Wednesday 21 November 2012

Troubles could resume in North of Ireland without peace dividend

The situation in the north of Ireland has crept back into the national media agenda in Britain over recent months.

The reason for this reappearance has been increasing levels of violence. There was the murder of prison officer David Black, rioting around the marching season and bombs being found in various places.

The symbiotic link between violence in the north and coverage in the British media has always been there. Indeed, many believe that it was when the bullets and bombs stopped going off that the north slipped from being a national to regional news story at best.

Issues like the failure of the peace dividend to materialise and the growing tensions below the surface that could result in the Troubles reigniting again have been of little interest. But there is an important story about the north that really does need telling before those bombs and bullets do start to fly again.

The story is that really very little has changed. There are now more than double the number of peace walls keeping the communities apart than there were in 1998. The two communities are more divided than ever.

Sectariansim, racism and homophobia remain prevalent, much more so than in other parts of Britain. The recent furore over wearing the poppy around Remembrance Sunday, underlined just how stark these divisions remain.

Children continue to go to the schools of their faith denomination and are taught the version of history that their particular tradition believes is correct.

As the project co-ordinator of the anti-sectarian unit of the Irish Congress of Trade Unions, Trademark, Mel Corry said: there is “a benign apartheid” operating in the north of Ireland. The main political parties seem happy with this situation.

Corry believes that the peace process created the space whereby people could be brought together. “Few though are taking advantage of that space,”said Corry, who is worried that as the economic recession deepens and Westminster politicians continue to fail to deliver the promised peace dividend that violence could erupt once again.

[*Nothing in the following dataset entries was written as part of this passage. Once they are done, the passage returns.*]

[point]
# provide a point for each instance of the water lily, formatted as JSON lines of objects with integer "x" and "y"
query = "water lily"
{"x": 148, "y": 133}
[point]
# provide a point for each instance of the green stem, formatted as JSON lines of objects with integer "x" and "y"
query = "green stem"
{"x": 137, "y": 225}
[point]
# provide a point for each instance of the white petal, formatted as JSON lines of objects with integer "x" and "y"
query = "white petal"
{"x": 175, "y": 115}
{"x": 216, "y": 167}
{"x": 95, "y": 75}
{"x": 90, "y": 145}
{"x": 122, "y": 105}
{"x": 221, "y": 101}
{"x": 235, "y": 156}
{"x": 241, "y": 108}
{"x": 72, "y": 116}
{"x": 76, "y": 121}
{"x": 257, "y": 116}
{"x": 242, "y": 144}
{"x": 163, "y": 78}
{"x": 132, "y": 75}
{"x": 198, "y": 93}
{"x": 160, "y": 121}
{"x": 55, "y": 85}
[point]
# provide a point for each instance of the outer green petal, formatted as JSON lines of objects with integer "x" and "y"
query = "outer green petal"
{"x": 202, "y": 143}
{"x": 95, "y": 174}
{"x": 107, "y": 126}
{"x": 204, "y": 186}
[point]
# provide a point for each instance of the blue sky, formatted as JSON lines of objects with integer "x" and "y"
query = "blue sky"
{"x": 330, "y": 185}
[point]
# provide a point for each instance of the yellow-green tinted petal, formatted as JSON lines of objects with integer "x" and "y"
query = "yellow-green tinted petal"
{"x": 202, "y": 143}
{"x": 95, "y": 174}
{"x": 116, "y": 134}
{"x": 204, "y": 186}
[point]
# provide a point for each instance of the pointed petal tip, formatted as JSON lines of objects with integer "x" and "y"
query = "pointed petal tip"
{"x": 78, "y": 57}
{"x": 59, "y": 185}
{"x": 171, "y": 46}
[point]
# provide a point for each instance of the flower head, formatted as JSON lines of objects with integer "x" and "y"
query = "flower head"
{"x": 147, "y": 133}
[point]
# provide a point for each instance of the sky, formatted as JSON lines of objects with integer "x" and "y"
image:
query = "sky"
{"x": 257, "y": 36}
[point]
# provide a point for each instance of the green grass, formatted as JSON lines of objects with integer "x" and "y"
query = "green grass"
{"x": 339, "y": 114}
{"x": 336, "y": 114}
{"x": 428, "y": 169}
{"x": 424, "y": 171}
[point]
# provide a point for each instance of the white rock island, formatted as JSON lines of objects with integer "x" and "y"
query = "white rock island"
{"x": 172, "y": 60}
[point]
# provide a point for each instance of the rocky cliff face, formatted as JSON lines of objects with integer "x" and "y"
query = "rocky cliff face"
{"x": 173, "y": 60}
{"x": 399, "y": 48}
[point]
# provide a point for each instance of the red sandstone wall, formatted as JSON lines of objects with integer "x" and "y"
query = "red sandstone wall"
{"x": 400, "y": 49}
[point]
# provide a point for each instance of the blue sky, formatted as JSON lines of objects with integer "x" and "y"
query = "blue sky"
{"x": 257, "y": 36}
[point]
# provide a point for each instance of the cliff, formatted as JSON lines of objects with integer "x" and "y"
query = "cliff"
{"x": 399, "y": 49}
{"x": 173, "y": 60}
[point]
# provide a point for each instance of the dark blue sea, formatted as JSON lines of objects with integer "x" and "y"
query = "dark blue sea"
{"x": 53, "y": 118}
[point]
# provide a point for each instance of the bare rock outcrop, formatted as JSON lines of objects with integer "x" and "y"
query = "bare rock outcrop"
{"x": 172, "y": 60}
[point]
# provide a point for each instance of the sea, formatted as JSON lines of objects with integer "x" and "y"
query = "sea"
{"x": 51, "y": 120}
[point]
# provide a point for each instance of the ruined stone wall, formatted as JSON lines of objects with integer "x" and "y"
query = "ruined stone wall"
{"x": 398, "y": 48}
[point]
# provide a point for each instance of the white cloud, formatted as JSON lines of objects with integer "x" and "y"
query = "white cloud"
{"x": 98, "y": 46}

If this thesis is accepted, that really very little has changed, then what is there to stop it all erupting again, as austerity bites deeper. The north of Ireland is the most dependent on the public sector for providing employment of any part of Britain, yet the Coalition Government is in the process of dismantling that sector.
The economic indices that existed at the time when the Good Friday Agreement was signed in 1998 have changed. Then there was a belief that the GFA would stop the violence, deal with some of the problems and in time Ireland would unite.

The economic drivers of a united Ireland would see to that. Business interests from both sides of the divide would see the advantage of a united Ireland in a European context, rather than remaining as a regional outpost of Britain. Now though with the Republic looking an even bigger economic basket case than Britain, the terrain has somewhat changed.
Many of the youngsters today have grown up in a period of relative peace, so have not seen the devastation caused by violent conflict. If things continue to get worse, disillusioned youth could drift toward the paramilitary organisations that remain ready to restart the violence.

Some efforts have been made to deal wth the legacy of the past but not enough. The new Irish revisionists, who like to peddle the line that the past doesn’t matter, let’s deal with the present and future get too much of a hearing.
Failure to deal with the legacy of the past and genuinely build for a new future will result in the past being repeated. If the economic situation continues to deteriorate to that point then all the ingredients are there for the Troubles to restart in earnest. The warnings from history are there, only delivery of the peace dividend and some serious work by politicians and community group representatives to bridge the ever growing divides between the communities will stop a return to the Troubles.